Question: What happens to an unpaid debt that swells and swells for 500 years due to compounding interest? Would there be enough money anywhere to pay this off?
Answer: The notion was put to the test in 1996 when a New College of Oxford administrator discovered that King Edward IV of England, on July 18, 1461, had borrowed the modern equivalent of $384 (U.S.) from the school, paid back $160 but the remaining $224 was never repaid, say Jeffrey O. Bennett et al. in "Using and Understanding Mathematics."
That left 535 years of accumulating interest on the $224 debt, did it not? After all, had the money been deposited in an interest-bearing account, wheelbarrowfuls — maybe even truckloads — of dollars would have accrued.
That's what the administrator argued to the Queen of England, and assuming an interest rate of 4 percent per year, "calculated that the college was owed $290 billion!" That is of course well more than most NATIONS produce in a year, and the administrator didn't seriously expect to collect. So he suggested a compromise figure of 2 percent, reducing the debt to around $9 million.
This he said would pay for a modernization project at the college. True enough, but there was no clear record of any agreement to repay with interest, and even if there were, who would feel obligated to pay 500 years later? Certainly not the queen, and "the debt has not yet been paid."

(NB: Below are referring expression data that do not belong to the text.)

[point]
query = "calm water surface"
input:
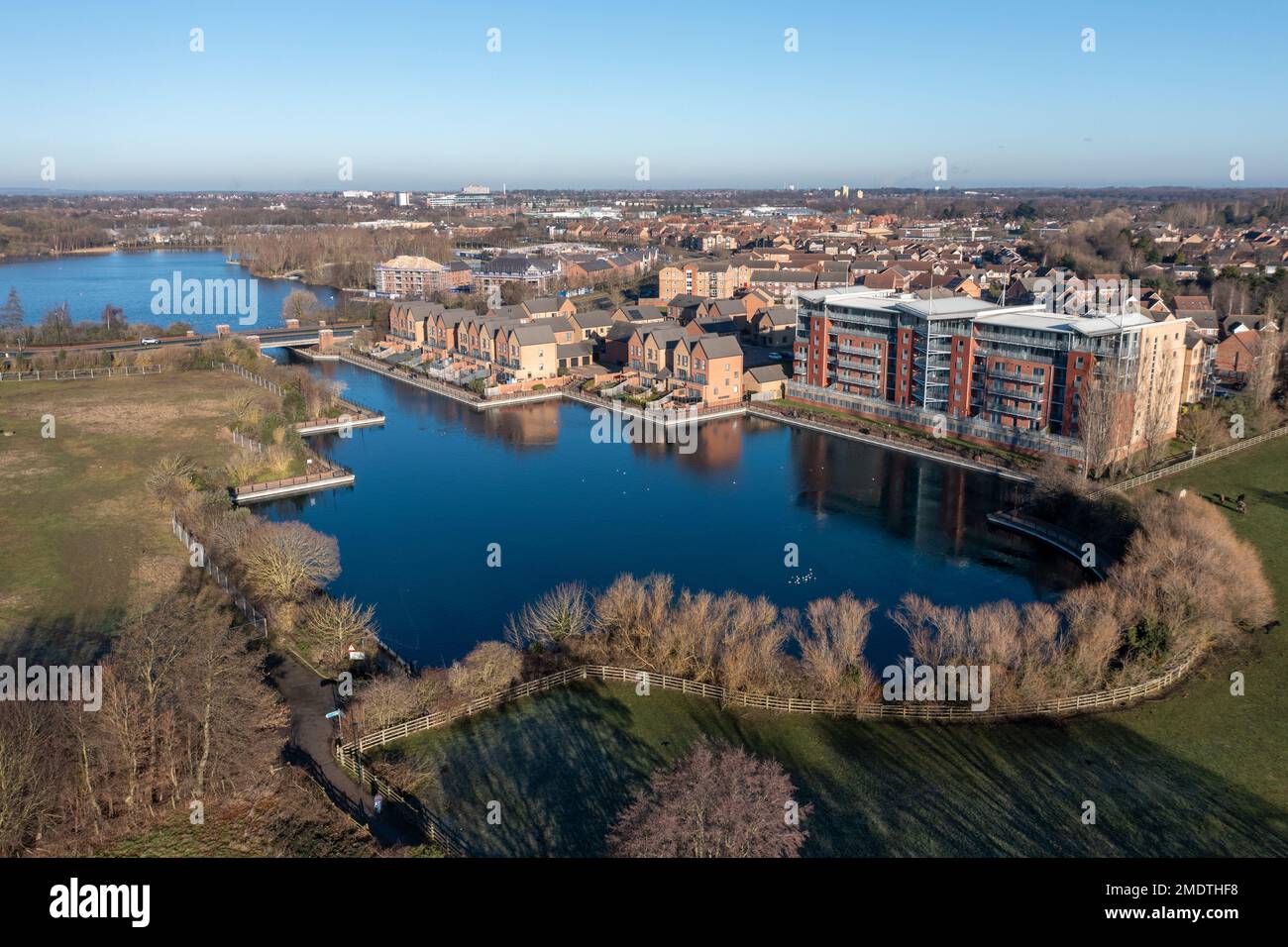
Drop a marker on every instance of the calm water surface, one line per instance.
(441, 482)
(88, 282)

Question: Chernobyl is virtually synonymous with nuclear disaster, costing an estimated 16,000 lives and more than $200 billion. Was it also a disaster for the region's wildlife?
Answer: Not unambiguously so, for one of the great puzzles to scientists afterward has been the region's thriving and even expanding populations of species such as wild boar, moose, otters, waterfowl and rodents, say Daniel Botkin et al. in "Environmental Science: Earth as a Living Planet."
This has happened in spite of radioactive contaminated soils, vast destruction to vegetation within a seven-kilometer radius, decreased tree growth and even documented increased genetic mutation rates for the animals themselves. But these rates APPEAR not to have crippled the animal populations.
How this happened is unclear, but it is possible other species have benefitted in some ways as humans were driven from the area. Just as with the mammalian upsurge in the wake of the demise of the dinosaurs, the moral here might be that it's an ill eco-wind that blows nobody any good.
Question: What makes a bullwhip's tip crack like a gun? (Brontosaurs, take note.)
Answer: The undulation traveling from the handle toward the end of the whip reaches supersonic velocities, unloosing a boomlet akin (in miniature version) to that of a supersonic plane breaking the sound barrier or the sound produced by a gun, says University of Arizona mathematician Alain Goriely.
Whips are specially designed for their flexibility (kangaroo leather preferred) and tapered so an initial impulse of moderate speed can easily accelerate to supersonic velocities within a few feet — "roll 'em out rawhide," as oldtime bullwhippers prodded cattle onward. The first scientific proof of this supersonic motion came from Zephyrin Carriere in 1927, using high-speed digital photographs to show the tip reaching near Mach 3 (three times the speed of sound in air).
Curiously, the tail of Brontosaurus had a length and shape suggestive of its being able to crack in the air, says Goriely. Some computer simulations have indicated this possibility. But could its bone-structure have withstood such a supersonic flagellation?
"This may be an amusing topic of scientific controversy for many years to come."